By Nkechi Isaac
The African Union (AU) has called on world leaders to funnel billions of dollars into a Global Biodiversity Fund (GBF) to enhance biodiversity conservation in Africa and other developing nations.
Africa and other developing countries are calling on developed countries to commit at least US$100 billion annually initially, rising to US$700 billion annually by 2030 and beyond, to help emerging nations implement a cohesive strategy for biodiversity protection.
Africa’s rich biodiversity faces imminent risk unless a fund is created to enhance its conservation, said Nigerian Sikemi Egbuwalo, who spoke on behalf of Africa in the recent conference of the Subsidiary Body on Scientific, Technical and Technological Advice (SBSTTA) held in Geneva, Switzerland.
Egbuwalo, a representative from the Federal Ministry of Environment Nigeria who serves as the country’s focal point for the Convention of Biological Diversity (CBD), said the AU’s 55 member states and other developing countries welcome the idea of a new funding mechanism to meet global biodiversity goals.

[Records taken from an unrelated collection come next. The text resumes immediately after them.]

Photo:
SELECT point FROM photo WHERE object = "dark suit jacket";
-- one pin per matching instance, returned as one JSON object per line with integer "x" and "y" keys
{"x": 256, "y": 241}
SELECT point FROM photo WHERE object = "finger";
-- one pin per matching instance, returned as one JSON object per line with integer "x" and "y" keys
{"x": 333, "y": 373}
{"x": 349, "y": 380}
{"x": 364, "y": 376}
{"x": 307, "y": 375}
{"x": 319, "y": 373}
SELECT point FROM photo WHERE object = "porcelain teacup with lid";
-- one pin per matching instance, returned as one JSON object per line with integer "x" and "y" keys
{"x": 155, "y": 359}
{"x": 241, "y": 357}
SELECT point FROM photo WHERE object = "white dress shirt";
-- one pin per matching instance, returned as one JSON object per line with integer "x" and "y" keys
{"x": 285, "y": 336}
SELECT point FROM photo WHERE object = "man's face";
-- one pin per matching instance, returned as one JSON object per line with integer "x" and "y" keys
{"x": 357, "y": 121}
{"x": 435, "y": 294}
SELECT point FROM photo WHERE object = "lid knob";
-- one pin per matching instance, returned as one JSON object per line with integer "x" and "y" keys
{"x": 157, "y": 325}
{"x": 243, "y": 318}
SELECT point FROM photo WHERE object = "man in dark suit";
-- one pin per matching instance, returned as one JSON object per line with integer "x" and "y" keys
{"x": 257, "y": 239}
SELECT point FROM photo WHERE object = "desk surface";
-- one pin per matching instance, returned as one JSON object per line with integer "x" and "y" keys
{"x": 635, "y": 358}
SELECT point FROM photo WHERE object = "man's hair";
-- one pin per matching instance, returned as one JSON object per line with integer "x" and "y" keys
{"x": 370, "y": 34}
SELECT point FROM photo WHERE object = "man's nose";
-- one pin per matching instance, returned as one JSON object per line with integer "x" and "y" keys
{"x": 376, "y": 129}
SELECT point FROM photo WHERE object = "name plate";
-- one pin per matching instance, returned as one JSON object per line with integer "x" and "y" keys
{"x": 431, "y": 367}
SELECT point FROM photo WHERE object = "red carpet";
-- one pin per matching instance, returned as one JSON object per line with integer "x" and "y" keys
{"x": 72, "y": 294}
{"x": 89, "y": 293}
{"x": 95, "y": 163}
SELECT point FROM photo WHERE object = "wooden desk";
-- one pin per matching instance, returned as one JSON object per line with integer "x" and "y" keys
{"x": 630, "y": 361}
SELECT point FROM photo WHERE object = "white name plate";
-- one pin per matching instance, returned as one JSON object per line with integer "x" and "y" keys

The funding would support domestic resource mobilization and leverage private sector funding, she said. “Since the adoption of the Convention, the world has developed new financing tools to enhance public and private finance such as blended finance, credit enhancement mechanisms, green banks and green bonds, as well as emerging practices on nature-related risk disclosure and public funding backed de-risking tools to leverage private sector funding,” Egbuwalo noted.
“We have seen the emergence of new public and public-private instruments like the Green Climate Fund and the Land Degradation Neutrality Fund,” she added.
Supporting the call, Daniel Mukubi of the Ministry of Environment and Sustainable Development in the Democratic Republic of the Congo (DRC), reiterated the importance of a dedicated funding mechanism for biodiversity conservation to combat climate change and avoid additional biodiversity loss.
Biodiversity conservation is currently being funded through the Global Environment Facility (GEF) fund, which is not sustainable or effective because the GEF also funds other Convention projects and is not exclusively addressing biodiversity conservation, he said.
“The funding available now is [from] the GEF and it is unable to address all issues of biodiversity conservation,” he said. “The GBF is dedicated to raising our ambitions on conservation. That is why developing countries are asking for the possibility to table another fund mechanism that will be more accessible, simple and enhance our capabilities to conserve our biodiversity.”
He noted that in Africa and other developing countries, “indigenous people and local communities are working hard to conserve through their traditional knowledge. Making efforts to conserve allows us to have some areas that are very important for biodiversity and our wellbeing.”
Mukubi anticipated that the dedicated funding would come from existing mechanisms and incentives from governments and other donors, digital sequence information (DSI) on genetic resources, benefit-sharing mechanisms and other sources.
“Some donors have announced they will be able to make efforts,” he said. “For instance, China in the Kunming Declaration announced that it will be able to put US$40 million on the table. I think we are now negotiating for other developed countries to have other simple, operational mechanisms we can discuss to make this fund effective.”
Shedding more light on how the fund will be deployed, Mukubi called for the constitution of committees to access needs on a country-by-country basis, with a view to identifying their unique conservation needs.
“All we are trying to do is ensure that by 2030, countries may be able to conserve 30 percent of Earth and 30 percent of seas,” he said. “We think that we can be able to put forward a mechanism that will identify for each country what the needs are [for] conservation of biodiversity, such as initiatives by indigenous people and local communities.”
Kasse Ousseynou, executive director and chief executive officer of the National Biosafety Authority of Senegal, underscored the importance of increasing funding for biodiversity conservation, saying there can be no safe planet or hospitable climate if biodiversity is not conserved.
“A dedicated biodiversity fund is necessary,” he said. “If we do not take care of biodiversity, how can we have a good climate? We need to have synergies, different mechanisms for funding. But if we do not write these goals clearly, at the end of the day we will have nothing to show. That’s why the African group said we congratulate Nigeria, as one of the leads on this, for speaking on behalf of the 55 member states of the AU.”